Focus on Acquisition Financing
With the Baby Boomer generation retiring, the wave of generational business transfers will intensify in 2025. Lenders should expect strong demand for acquisition financing, particularly in industries like manufacturing, healthcare, and professional services.
Resilience in Key Sectors
Some industries are poised for growth despite broader economic challenges:
- Healthcare: Investment in medical equipment and facility expansion will drive financing demand.
- Technology: SMBs deploying AI and automation will require financing for hardware, software, and infrastructure.
- Manufacturing: The resurgence of U.S.-based manufacturing will increase demand for equipment financing and working capital.
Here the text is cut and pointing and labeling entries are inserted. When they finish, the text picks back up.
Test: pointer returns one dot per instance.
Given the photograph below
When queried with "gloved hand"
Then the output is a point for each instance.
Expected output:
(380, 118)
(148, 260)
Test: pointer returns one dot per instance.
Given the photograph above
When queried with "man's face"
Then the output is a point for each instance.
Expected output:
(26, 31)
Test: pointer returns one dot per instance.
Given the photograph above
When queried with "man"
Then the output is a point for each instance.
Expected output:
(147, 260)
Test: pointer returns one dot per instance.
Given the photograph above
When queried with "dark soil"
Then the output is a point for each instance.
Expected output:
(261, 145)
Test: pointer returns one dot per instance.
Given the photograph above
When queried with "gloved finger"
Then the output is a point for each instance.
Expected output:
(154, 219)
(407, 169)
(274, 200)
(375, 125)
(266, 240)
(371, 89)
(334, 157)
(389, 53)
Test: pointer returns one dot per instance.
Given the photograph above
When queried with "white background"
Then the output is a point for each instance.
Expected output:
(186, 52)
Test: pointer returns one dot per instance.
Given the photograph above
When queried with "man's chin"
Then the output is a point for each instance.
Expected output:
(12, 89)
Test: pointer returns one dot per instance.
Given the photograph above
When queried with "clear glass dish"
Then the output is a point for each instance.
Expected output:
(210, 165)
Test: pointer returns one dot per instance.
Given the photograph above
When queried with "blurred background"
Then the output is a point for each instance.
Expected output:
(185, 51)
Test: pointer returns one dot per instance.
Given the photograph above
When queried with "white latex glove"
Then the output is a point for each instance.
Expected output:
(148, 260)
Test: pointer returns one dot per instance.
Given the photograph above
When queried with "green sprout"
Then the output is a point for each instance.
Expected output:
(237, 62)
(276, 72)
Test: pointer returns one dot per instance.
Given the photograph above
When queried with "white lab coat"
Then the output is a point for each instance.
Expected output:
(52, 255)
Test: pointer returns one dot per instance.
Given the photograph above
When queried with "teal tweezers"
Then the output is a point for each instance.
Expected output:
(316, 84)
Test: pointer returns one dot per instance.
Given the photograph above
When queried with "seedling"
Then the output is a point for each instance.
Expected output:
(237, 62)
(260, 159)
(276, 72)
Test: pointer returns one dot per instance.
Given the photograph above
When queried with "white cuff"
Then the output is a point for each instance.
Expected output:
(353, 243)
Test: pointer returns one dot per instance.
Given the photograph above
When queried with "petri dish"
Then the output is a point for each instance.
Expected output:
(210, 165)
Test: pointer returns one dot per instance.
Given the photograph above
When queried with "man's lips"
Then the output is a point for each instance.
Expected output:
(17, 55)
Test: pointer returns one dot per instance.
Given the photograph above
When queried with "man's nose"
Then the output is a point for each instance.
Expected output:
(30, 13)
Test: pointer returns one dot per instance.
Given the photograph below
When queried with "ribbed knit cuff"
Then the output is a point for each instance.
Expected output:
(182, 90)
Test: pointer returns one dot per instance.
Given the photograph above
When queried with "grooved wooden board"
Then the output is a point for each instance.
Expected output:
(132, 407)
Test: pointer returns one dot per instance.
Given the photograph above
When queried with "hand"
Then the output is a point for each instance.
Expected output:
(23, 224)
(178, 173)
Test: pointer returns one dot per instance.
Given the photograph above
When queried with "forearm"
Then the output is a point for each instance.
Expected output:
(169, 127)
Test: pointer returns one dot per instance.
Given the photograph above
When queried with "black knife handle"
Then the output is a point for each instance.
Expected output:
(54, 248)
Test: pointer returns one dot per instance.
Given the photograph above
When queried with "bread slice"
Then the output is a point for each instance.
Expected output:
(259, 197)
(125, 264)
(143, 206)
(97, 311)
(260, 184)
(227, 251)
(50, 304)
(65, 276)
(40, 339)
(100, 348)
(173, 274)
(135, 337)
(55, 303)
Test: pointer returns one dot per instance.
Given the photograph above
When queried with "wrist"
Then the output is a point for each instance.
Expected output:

Strategies for Lenders in 2025
- Invest in Technology and Data
Lenders must leverage technology to streamline underwriting, improve risk assessments, and offer faster loan approvals. Using AI-driven models to analyze cash flow and industry-specific risks will be critical in identifying creditworthy borrowers.
- Tailor Solutions for Small Businesses
Generic products won’t cut it. Lenders should focus on:
- Revenue-based financing for seasonal businesses.
- Equipment leases with deferred payment options.
- Flexible working capital lines tied to receivables or inventory.
- Strengthen Relationships with Business Owners
Advisory-based approaches will differentiate successful lenders. Providing guidance on cash flow management, tax planning, and growth strategies can build trust and loyalty.
- Target Underserved Markets
Rural businesses, startups, and minority-owned enterprises remain underserved by traditional banks. Expanding into these segments offers significant growth opportunities.
Case Study: A Small Business Turnaround
In 2024, a mid-sized trucking company in Texas faced rising costs and a 10% interest rate on a short-term loan. Unable to secure relief from their bank, they turned to a fintech lender, who approved a $250,000 line of credit with flexible repayment terms. The company used the funds to upgrade its fleet, reduce maintenance costs, and improve profitability. By year-end, the company’s revenue grew by 15%, and they secured a longer-term loan at a lower rate to sustain growth.